TOKYO (Reuters) -Japanese real wages rose for the first time in nine months thanks to robust temporary bonuses, but uncertainty remains on whether pay hikes will continue to sustain Japan’s economic recovery.
Separate data showed household spending falling for a second month in December, as rising prices offset otherwise robust private consumption fuelled by the country’s reopening from the COVID-19 pandemic.
“Real wages would have likely fallen again in January … Rising prices have clearly curbed shopping activities since November, and the overall consumption stays lukewarm,” said Takeshi Minami, chief economist at Norinchukin Research Institute.
Japan’s real wages rose 0.1% in December from a year earlier, posting the first gain since March, a labour ministry data showed on Tuesday.
Strong winter bonuses pulled the nominal total cash earnings to 4.8%, the fastest growth since January 1997 and slightly above December’s inflation rate the ministry uses to calculate the wages in real terms.
“But the wage growth needs to be achieved though rising base salary, rather than relying on bonuses,” said Minami, suggesting the December figures may remain an outlier.

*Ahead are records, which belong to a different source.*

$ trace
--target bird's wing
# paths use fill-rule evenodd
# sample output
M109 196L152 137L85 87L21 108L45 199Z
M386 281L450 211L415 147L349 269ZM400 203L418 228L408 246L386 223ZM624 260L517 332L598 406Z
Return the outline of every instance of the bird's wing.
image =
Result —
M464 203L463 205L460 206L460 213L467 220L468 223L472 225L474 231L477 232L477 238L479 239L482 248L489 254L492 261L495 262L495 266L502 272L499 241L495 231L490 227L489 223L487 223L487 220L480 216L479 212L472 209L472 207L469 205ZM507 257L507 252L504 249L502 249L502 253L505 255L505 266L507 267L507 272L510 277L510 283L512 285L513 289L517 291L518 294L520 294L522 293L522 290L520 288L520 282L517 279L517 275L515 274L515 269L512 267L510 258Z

The market closely watches wage trends in the world’s third-largest economy as a substantial pay growth in the spring labour talks is seen as an essential condition for the Bank of Japan (BOJ) to scale back its massive monetary stimulus.
Japan’s household spending fell 1.3% in December from a year earlier, other data found, versus economists’ median estimate for a 0.2% drop and following a 1.2% fall in November.
On a month-on-month basis, spending decreased 2.1% in December, disappointing economists that forecast 0.3% growth. It marked the biggest monthly decline since the 2.8% decrease in Feb 2022.
Japan’s private consumption, which occupies more than half of the country’s gross domestic product, has underpinned the economy since last year as COVID-19 restrictions eased.
The government lifted all domestic curbs in March and relaxed border controls in October, stimulating a tourism boom supported by a weak yen.
But inflation running at a 41-year-high speed has put a lid on domestic consumer spending.
Major companies have rolled out one-off inflation allowances and promised higher pay hikes at the spring labour talks season, including Uniqlo parent Fast Retailing Co Ltd that last month announced wage hikes by as much as 40%.
But analysts think the pay hikes will remain limited to big firms and will not be sustained, challenging the rosy picture the government and BOJ officials sketch of higher economic growth accompanied by modest price and wage inflation.
“Looking ahead, we expect the labour market to soften a little, which suggests that base pay growth won’t accelerate any further,” said Darren Tay, Japan economist at Capital Economics, adding slowing inflation and economic growth ahead would make firms reluctant to labour cost increases.
“The upshot is that wage growth should settle around 1% this year”.